Wir machen Silvesterpause und schließen ab Montag die Kommentarfunktion für ein paar Tage.
  • Nun ja, nicht die Arbeiterschicht ist weit vom politischen System entfernt, sondern das politische System von den Arbeitenden. Dass dafür andere verantwortlich gemacht werden, gab es ja schon öfters, am tragischsten in NS-Deutschland... Was also kommen kann ist die Achse USA-Türkei-Russland... dann guckt Europa aber blöd aus der Wäsche. Wohin dann emigrieren?

  • Was die Fragen zu den (permanenten?) Cyberattacken auf die baltischen Staaten anbetrifft, kann ich mich ganz gut an die größere Denial-of-Service-Attacke auf staatliche Behörden in Estland 2007 erinnern. Die wurden damals russischen Hackern aus der Putin-Jugend (Naschi) zugeordnet.

     

    Aber "permanent" ist schon etwas gewagt formuliert.

    https://www.wired.com/2007/08/ff-estonia/ https://de.wikipedia.org/wiki/Internetangriffe_auf_Estland_2007

  • Lieber Klaus Leggewie, also ich kann natürlich nur für mich sprechen, aber ich will auf keinen Fall "für Riga sterben". Never! Ich will leben und habe angst vor dem Tod. Bin ich dann schon nicht mehr linksliberal? Und weil ich mir einen Überfall Russlands auf das (unser?) Baltikum nicht vorstellen kann, bin ich dann naiv? Und weil ich von den "permanenten Cyberattacken" noch nie gehört habe, bin ich dann schlecht informiert? Und weil ich Sanders gut fand, bin ich dann ein unterstützer Trumps. So viele Fragen stellen sich mir hier.

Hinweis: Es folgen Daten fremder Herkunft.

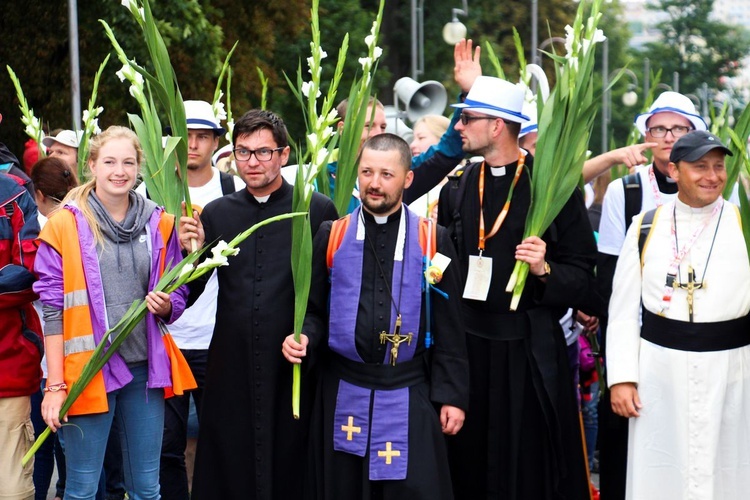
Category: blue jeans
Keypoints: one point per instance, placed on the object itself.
(591, 422)
(140, 416)
(47, 454)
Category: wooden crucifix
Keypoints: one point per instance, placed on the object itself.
(396, 339)
(691, 286)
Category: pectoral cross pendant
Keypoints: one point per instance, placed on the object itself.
(691, 286)
(396, 339)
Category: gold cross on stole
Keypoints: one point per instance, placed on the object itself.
(396, 339)
(388, 453)
(350, 429)
(691, 286)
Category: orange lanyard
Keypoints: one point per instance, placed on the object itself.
(504, 212)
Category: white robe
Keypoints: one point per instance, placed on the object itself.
(692, 438)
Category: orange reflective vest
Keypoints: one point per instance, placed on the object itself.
(78, 330)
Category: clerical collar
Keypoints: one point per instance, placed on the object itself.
(382, 219)
(666, 184)
(503, 169)
(684, 207)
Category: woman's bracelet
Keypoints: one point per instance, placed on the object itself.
(56, 387)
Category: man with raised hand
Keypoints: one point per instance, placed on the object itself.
(522, 438)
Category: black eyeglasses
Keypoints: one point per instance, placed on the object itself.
(465, 119)
(262, 154)
(677, 131)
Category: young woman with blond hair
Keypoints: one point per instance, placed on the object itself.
(105, 248)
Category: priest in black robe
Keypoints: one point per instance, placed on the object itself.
(248, 442)
(522, 436)
(393, 367)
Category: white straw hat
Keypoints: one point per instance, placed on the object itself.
(200, 115)
(673, 102)
(65, 137)
(495, 97)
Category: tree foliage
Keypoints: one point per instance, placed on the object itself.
(273, 36)
(699, 48)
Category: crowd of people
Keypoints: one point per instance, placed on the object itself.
(418, 379)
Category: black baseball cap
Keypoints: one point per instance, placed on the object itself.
(694, 145)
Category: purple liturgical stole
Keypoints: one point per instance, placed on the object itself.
(386, 430)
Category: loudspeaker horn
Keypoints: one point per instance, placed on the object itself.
(426, 98)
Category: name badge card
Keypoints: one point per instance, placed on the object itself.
(479, 277)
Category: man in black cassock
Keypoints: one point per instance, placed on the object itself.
(522, 436)
(248, 441)
(394, 373)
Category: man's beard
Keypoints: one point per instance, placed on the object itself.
(384, 205)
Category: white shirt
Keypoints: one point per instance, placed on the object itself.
(194, 329)
(691, 440)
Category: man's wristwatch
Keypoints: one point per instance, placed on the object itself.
(547, 270)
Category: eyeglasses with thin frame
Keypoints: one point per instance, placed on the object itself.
(465, 119)
(677, 131)
(262, 154)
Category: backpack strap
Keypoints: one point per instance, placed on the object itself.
(646, 225)
(338, 229)
(227, 183)
(633, 197)
(456, 195)
(427, 237)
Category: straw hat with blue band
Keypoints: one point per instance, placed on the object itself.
(495, 97)
(672, 102)
(200, 115)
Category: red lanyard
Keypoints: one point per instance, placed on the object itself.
(504, 212)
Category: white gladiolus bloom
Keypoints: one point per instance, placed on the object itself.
(136, 92)
(186, 269)
(326, 133)
(322, 156)
(306, 88)
(597, 38)
(569, 40)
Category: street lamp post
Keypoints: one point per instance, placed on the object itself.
(75, 76)
(455, 31)
(534, 30)
(605, 100)
(417, 38)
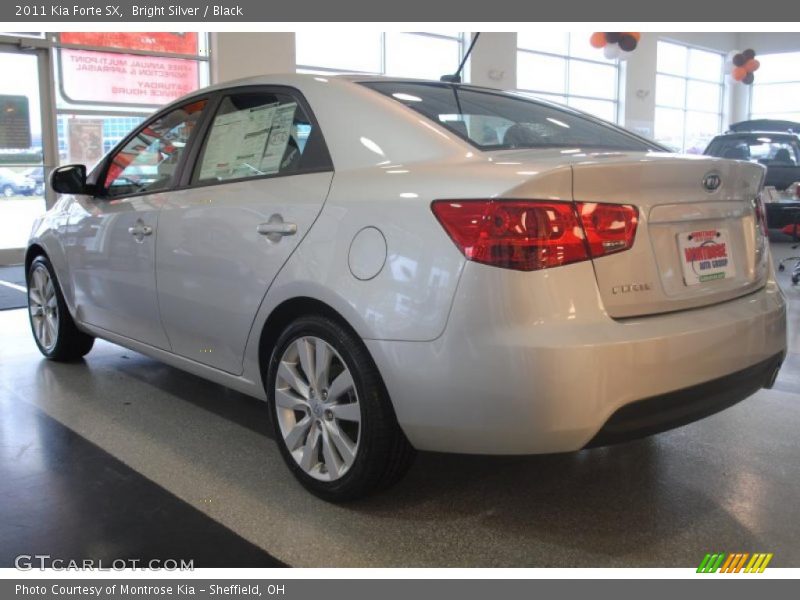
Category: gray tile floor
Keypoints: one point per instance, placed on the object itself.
(728, 483)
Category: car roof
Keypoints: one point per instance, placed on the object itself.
(756, 134)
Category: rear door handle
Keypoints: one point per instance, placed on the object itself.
(276, 228)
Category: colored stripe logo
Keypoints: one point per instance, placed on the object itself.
(740, 562)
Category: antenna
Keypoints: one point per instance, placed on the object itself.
(456, 77)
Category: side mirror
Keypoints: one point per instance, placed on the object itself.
(69, 179)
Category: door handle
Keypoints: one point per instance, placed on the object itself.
(276, 228)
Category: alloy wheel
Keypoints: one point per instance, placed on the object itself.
(43, 307)
(317, 408)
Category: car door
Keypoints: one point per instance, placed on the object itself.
(112, 236)
(259, 181)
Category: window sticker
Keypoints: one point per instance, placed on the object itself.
(248, 143)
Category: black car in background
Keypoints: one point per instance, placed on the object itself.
(776, 145)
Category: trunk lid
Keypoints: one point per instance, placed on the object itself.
(698, 240)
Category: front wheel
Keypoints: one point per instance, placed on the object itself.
(53, 329)
(334, 423)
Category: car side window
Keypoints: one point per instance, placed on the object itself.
(147, 163)
(256, 134)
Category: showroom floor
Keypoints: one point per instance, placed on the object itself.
(122, 456)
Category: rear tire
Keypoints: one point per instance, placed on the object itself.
(52, 326)
(336, 429)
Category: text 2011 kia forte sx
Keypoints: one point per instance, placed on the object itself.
(402, 264)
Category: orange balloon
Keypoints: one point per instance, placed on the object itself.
(598, 40)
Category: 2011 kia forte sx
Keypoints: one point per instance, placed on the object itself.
(396, 265)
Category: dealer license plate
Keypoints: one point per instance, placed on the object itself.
(705, 256)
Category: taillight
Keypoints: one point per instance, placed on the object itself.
(528, 235)
(609, 227)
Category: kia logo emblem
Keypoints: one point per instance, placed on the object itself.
(712, 181)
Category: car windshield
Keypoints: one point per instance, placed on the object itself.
(498, 121)
(767, 149)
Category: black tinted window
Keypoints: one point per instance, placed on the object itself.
(495, 120)
(148, 162)
(257, 134)
(762, 147)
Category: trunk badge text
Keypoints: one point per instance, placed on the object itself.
(712, 181)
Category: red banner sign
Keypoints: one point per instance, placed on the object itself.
(106, 77)
(162, 41)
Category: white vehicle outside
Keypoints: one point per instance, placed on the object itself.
(397, 265)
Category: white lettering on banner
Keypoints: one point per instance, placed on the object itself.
(125, 79)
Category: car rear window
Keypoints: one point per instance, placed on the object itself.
(497, 121)
(765, 148)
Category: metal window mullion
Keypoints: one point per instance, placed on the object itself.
(383, 53)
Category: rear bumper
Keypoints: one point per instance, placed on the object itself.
(530, 363)
(667, 411)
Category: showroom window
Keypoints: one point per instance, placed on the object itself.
(565, 68)
(108, 82)
(776, 90)
(689, 96)
(425, 55)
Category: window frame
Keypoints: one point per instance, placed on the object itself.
(686, 79)
(568, 58)
(189, 161)
(98, 176)
(187, 175)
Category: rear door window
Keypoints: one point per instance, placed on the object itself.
(260, 134)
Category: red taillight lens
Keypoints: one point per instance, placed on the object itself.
(528, 235)
(609, 227)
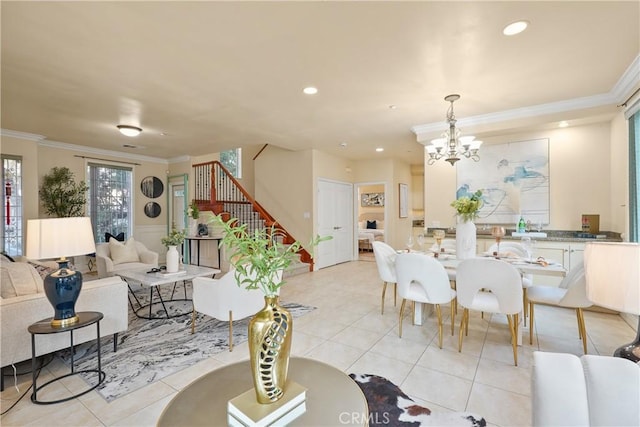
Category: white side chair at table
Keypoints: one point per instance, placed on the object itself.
(490, 286)
(516, 249)
(385, 261)
(423, 279)
(571, 293)
(224, 300)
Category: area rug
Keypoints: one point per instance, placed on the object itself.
(390, 407)
(153, 349)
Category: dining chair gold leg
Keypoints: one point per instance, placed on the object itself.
(439, 314)
(531, 323)
(384, 291)
(465, 314)
(583, 329)
(514, 340)
(453, 315)
(404, 301)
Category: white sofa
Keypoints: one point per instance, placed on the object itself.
(568, 390)
(108, 296)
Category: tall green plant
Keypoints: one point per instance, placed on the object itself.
(61, 196)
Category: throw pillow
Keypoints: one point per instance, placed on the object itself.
(123, 252)
(19, 278)
(119, 237)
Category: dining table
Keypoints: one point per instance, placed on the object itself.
(537, 266)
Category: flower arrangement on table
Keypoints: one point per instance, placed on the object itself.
(467, 207)
(193, 210)
(175, 238)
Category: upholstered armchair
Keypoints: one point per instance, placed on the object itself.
(120, 256)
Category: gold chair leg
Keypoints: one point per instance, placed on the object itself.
(583, 329)
(404, 301)
(514, 340)
(384, 291)
(463, 318)
(230, 330)
(531, 323)
(439, 314)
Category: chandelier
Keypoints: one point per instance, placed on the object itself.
(451, 143)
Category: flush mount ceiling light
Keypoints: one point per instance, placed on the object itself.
(451, 143)
(515, 28)
(129, 130)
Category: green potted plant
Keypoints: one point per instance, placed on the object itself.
(60, 195)
(259, 262)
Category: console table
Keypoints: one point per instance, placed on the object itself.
(332, 397)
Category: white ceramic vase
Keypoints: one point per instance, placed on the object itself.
(465, 239)
(173, 258)
(193, 227)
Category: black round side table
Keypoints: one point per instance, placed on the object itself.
(43, 327)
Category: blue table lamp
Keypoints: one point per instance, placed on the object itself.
(61, 238)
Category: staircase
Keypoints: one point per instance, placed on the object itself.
(218, 191)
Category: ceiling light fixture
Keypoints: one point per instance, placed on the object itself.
(515, 28)
(129, 130)
(451, 143)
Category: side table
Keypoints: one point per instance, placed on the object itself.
(43, 327)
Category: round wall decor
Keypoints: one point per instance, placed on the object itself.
(152, 187)
(152, 209)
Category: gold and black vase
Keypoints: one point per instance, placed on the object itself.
(270, 332)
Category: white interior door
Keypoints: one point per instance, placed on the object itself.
(335, 219)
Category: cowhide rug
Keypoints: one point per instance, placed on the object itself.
(390, 407)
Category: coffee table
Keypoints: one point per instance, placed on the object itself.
(333, 399)
(154, 279)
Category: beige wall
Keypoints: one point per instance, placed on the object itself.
(580, 177)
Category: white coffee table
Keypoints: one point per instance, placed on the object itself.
(154, 279)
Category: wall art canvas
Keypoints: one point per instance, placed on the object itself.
(372, 200)
(514, 179)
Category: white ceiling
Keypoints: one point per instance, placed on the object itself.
(218, 75)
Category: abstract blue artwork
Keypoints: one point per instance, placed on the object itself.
(514, 179)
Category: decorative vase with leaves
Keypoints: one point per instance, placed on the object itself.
(172, 241)
(467, 208)
(260, 260)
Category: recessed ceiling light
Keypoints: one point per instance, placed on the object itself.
(129, 130)
(515, 28)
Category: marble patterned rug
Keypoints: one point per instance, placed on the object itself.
(153, 349)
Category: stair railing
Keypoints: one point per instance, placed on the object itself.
(216, 188)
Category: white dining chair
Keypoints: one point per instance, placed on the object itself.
(423, 279)
(490, 286)
(224, 300)
(571, 293)
(385, 261)
(517, 250)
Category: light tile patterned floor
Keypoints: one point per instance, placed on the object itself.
(348, 331)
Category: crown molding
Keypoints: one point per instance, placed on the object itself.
(102, 152)
(623, 87)
(21, 135)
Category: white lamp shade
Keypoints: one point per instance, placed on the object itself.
(613, 275)
(59, 237)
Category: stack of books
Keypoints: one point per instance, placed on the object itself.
(245, 411)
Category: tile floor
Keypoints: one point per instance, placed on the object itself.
(348, 331)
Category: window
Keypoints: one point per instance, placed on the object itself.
(232, 160)
(12, 209)
(110, 199)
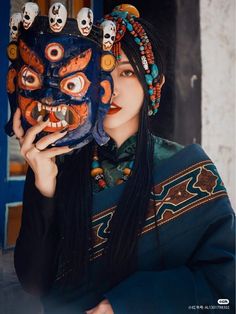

  • „Dass wir unterschätzen, wie stark die Entfremdung insbesondere von Menschen aus der Arbeiterschicht in Europa und den USA vom politischen System und auch von dessen normativen Grundlagen geworden ist.“

     

    In Europa wurde vor allem von den deutschen Mehrheitssozialdemokraten in Partei und Gewerkschaften, seit der Weimarer Republik die „Entfremdung“ der deutschen Arbeiterschicht von ihren Klasseninteressen vorangetrieben. Der anhaltende Verrat der SPD-Führer und sozialdemokratischen Gewerkschaftsführungen, trieb in den Jahren nach 1933 die große Mehrheit der deutschen Erwerbsbevölkerung, einschließlich die große Mehrheit der Arbeiterklasse, an die Seite der Faschisten.

     

    Auch hieraus erklärt sich das Scheitern und die Implosion des antifaschistischen und antikapitalistischen Versuchs der SED-Führung und das gewaltfreie Ende der DDR. Der kommunistischen Minderheit innerhalb der SED ist es bis zum Ende, der Partei und Staatsführung der DDR, nicht gelungen, eine Basis -über 1990 hinaus- aufzubauen. Die kommunistischen Antifaschisten haben über ihr Lebensende hinaus, keine gesellschaftspolitisch wirksame marxistische Basis hinterlassen.

     

    Frage: »Was haben wir Linksliberalen falsch gemacht, dass es so weit gekommen ist?«

     

    Antwort: „{...} Aber wenn Arbeiter für Trump, Le Pen, Strache oder die AfD stimmen, muss man deutlich machen, dass es sich um eine Art von verschobenem Klassenkampf handelt. Für die Verwerfungen, die eine turbokapitalistische Entwicklung gebracht hat, werden nicht deren Nutznießer verantwortlich gemacht, sondern die Fremden.“

     

    Vor und nach 1933 wurden in Deutschland “die Juden“ hauptverantwortlich gemacht.

     

    Heute werden in den Vereinigten Staaten und Deutschland „die Fremden“ verantwortlich gemacht.

  • "... ein völkisch autoritärer Nationalismus, der an den europäischen autoritären Nationalismus der Zwischenkriegszeit erinnert."

    Ach Gottchen, geht's noch ein bißchen schriller?

    Das ist absurd. Trump war früher Mitglied in der American Reform Party. Er trat dort aus, weil sie ihm zu nationalistisch war.

  • "Schon heute leiden sie [die Balten] unter permanenten Cyberattacken seitens Russlands."

     

    Woher haben sie das denn, Herr Leggewie ?

  • Herr Reeh, was bitte meinen Sie mit: "Wir Linksliberale"? Bedeutet das, sowas wie: Auch mal liberal sein wollen im Linkssein- also das Linkssein fallweise mal beiseite lassen und auch mal Rechts sein??